Note also that this is not a problem for immutable data types. That is because when you do something that might appear to modify the data, what you are actually doing is copying the data to a new instance. We can see that with a `str` example.

In [34]:
s = "some string"
new_s = s
new_s

'some string'

In [35]:
s += " and more string"
s

'some string and more string'

In [36]:
new_s

'some string'

Instead of changing the data that both `s` and `new_s` were pointing at, we instead made a new `str` and changed `s` so that it was pointing at the new data. `new_s` is still pointing to the same, unchaged data that it was before.
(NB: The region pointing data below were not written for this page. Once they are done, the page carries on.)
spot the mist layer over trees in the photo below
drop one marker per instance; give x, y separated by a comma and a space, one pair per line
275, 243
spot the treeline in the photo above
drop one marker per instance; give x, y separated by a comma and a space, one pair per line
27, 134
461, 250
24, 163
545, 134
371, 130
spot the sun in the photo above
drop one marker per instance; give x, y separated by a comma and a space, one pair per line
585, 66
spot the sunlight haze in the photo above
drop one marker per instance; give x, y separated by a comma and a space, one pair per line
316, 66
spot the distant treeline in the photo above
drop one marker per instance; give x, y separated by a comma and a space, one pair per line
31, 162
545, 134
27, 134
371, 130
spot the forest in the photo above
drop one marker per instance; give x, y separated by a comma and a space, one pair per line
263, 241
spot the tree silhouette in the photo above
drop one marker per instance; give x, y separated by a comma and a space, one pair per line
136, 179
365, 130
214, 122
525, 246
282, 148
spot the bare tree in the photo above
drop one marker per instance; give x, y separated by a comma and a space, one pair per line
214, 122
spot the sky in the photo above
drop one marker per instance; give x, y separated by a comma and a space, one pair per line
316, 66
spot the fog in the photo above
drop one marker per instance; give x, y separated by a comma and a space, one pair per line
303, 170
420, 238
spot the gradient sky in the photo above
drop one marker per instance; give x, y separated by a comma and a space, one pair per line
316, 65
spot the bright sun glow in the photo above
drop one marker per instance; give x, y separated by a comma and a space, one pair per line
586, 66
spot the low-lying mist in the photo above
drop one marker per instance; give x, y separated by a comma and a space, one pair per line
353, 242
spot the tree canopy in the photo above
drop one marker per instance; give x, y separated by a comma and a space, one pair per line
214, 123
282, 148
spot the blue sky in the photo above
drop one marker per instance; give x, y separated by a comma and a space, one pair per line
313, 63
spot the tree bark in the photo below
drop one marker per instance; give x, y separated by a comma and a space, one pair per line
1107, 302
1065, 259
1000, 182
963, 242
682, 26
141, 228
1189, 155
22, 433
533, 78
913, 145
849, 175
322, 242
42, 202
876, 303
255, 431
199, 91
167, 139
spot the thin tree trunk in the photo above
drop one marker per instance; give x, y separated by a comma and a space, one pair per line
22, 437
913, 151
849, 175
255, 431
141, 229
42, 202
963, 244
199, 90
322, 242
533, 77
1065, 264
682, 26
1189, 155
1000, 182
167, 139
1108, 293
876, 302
We can see the same thing for `int`s.

In [37]:
x = 5
y = x
x += 5
x

10

In [38]:
y

5

In both cases, the `+=` operation looks like it should be modifying the existing data, like it did in the `list` example. Instead, `+=` copied the existing data to a new location. That means that what we see above for `str` and `int` is actually the same process as when we replaced `l` with a `str`.

These examples illustrate that mutable and immutable classes are working differently behind the scenes. The difference in behavior is important to bear in mind in order to predict how your code will behave if you want to make a copy of a variable.

If you do wish to make a copy of a variable with a mutable class, the syntax may differ depending on the class. To make a shallow copy of a `list` or `dict`, you can use the following. Don't worry about understanding the`.copy()` syntax yet. We will cover that next.

In [39]:
l = [1, 2, 3]
new_l = l[:]
l += [4, 5, 6]
new_l

[1, 2, 3]

In [40]:
d = {'a': 'apple', 'b': 'banana'}
new_d = d.copy()
d['c'] = 'carrot'
new_d

{'a': 'apple', 'b': 'banana'}

While this is ahead of what we are going to cover just yet, you could also take a look at [copy.deepcopy](https://docs.python.org/3/library/copy.html#copy.deepcopy) to copy a variable and make a copy of all contained variables. This is important if you have nested objects like a list of lists. A shallow copy will only copy the outermost list but will use pointers for all levels deeper than the top level.